En externe, il faut bien être conscient que nous bénéficions de très peu d’aides ou de soutien. Et celles qui existent sont très compliqués à trouver… Les meilleurs soutiens sont à trouver en interne. Cela signifie de pouvoir s’appuyer sur des gens de qualité et compétents, d’apprendre à déléguer, à faire monter en compétences ses salariés mais aussi de savoir trouver ses limites en tant que patron. Un mauvais climat en interne ne peut qu’accentuer le sentiment de solitude du chef d’entreprise.
Par ailleurs, je fais également partie du CJD (Centre des Jeunes Dirigeants) depuis un an où règne une vraie solidarité. Mais faire partie d’un réseau prend du temps. Or 90% des chefs d’entreprise se plaignent d’en manquer déjà cruellement…

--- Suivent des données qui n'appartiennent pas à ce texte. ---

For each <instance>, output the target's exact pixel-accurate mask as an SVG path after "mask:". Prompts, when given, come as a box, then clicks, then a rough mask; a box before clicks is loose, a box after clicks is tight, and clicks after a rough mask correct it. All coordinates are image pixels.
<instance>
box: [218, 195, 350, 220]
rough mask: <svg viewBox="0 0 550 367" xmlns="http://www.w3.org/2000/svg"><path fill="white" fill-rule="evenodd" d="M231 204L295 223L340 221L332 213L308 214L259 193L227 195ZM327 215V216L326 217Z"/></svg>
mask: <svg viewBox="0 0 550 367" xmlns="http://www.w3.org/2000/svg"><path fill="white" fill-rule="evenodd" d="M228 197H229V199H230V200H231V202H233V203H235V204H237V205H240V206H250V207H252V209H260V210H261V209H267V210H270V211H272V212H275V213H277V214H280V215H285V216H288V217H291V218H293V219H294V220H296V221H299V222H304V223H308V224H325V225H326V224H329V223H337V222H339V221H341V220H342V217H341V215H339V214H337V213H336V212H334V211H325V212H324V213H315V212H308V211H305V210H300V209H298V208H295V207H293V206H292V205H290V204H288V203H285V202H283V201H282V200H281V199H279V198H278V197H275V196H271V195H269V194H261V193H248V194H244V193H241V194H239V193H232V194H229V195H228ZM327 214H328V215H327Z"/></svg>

En terme de conciliation vie privée / vie pro, cela n’a pas l’air très facile (beaucoup de déplacements, journées qui se finissent très tardivement…)
Etre chef d’entreprise implique effectivement beaucoup de sacrifices. Lorsque j’ai pris la direction de l’entreprise, les 7-8 premiers mois, j’ai travaillé 7 jours sur 7 mais je me suis rendu compte que je n’allais pas pouvoir tenir indéfiniment ce rythme. Or un chef d’entreprise a le devoir d’être tout le temps à la hauteur. J’ai décidé de ré-aménager mon temps de travail, en réservant certains moments de la semaine à ma vie familiale.
Etre installé dans une région rurale, est-ce plutôt une force ou une faiblesse ?
Il y a 4-5 ans, je vous aurais répondu que cela était plutôt un frein car le milieu des médias dans lequel nous exerçons restait très parisien, avec une grande importance accordée à l’image et à la représentation, sans oublier des difficultés à recruter. Mais depuis la crise, cela constitue plutôt un atout. Déjà, il est devenu plus facile de recruter car avec la crise, l’envie de quitter Paris touche tous les âges. D’autre part, cela nous permet de travailler dans un environnement privilégié en terme de qualité de vie. Nous nous efforçons au quotidien de faire vivre notre promesse « Gagner moins, peut-être, mais vivre mieux »
Et comme Julien Leclercq n’évolue pas dans le milieu des médias pour rien, vous pouvez le retrouver sur Twitter, sur son blog ou encore sur la page FB de son livre !
Vos questions, réactions, commentaires sont les bienvenus !
Merci pour ce témoignage… » Patronne » de PME sur l’agenais depuis 16 ans , j’aurai pu moi même écrire ce livre. C’est vraiment notre quotidien, à la fois passionnant, parfois jubilatoire… mais également éreintant, stressant…
Il faut vraiment y croire, se battre au quotidien. Certains jours je doute, j’ai envie d’une vie « pépère » salariée 35h, mais le lendemain de nouveau je suis pleine d’entrain et de projets. N’est-ce pas cela le plus important? avec une certaine fierté de créer des emplois dans ma région.